Provide your API key directly:

from nutrient_dws import NutrientClient

client = NutrientClient(api_key='your_api_key')

Or use an async token provider to fetch tokens from a secure source:

import httpx
from nutrient_dws import NutrientClient

async def get_token():
    async with httpx.AsyncClient() as http_client:
        response = await http_client.get('/api/get-nutrient-token')
        data = response.json()
        return data['token']

client = NutrientClient(api_key=get_token)

Account Methods

get_account_info()

Gets account information for the current API key.
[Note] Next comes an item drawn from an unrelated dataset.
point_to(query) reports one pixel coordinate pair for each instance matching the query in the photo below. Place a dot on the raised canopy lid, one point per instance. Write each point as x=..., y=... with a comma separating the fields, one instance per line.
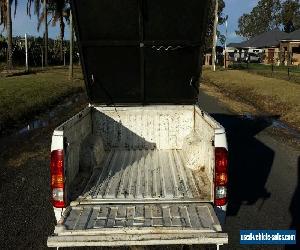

Returns: AccountInfo - Account information dictionary

account_info = await client.get_account_info()

# Access subscription information
print(account_info['subscriptionType'])
create_token(params)

Creates a new authentication token.

Parameters:

  • params: CreateAuthTokenParameters - Parameters for creating the token

Returns: CreateAuthTokenResponse - The created token information

token = await client.create_token({
    'expirationTime': 3600
})
print(token['id'])

# Store the token for future use
token_id = token['id']
token_value = token['accessToken']
delete_token(id)

Deletes an authentication token.

Parameters:

  • id: str - ID of the token to delete

Returns: None

await client.delete_token('token-id-123')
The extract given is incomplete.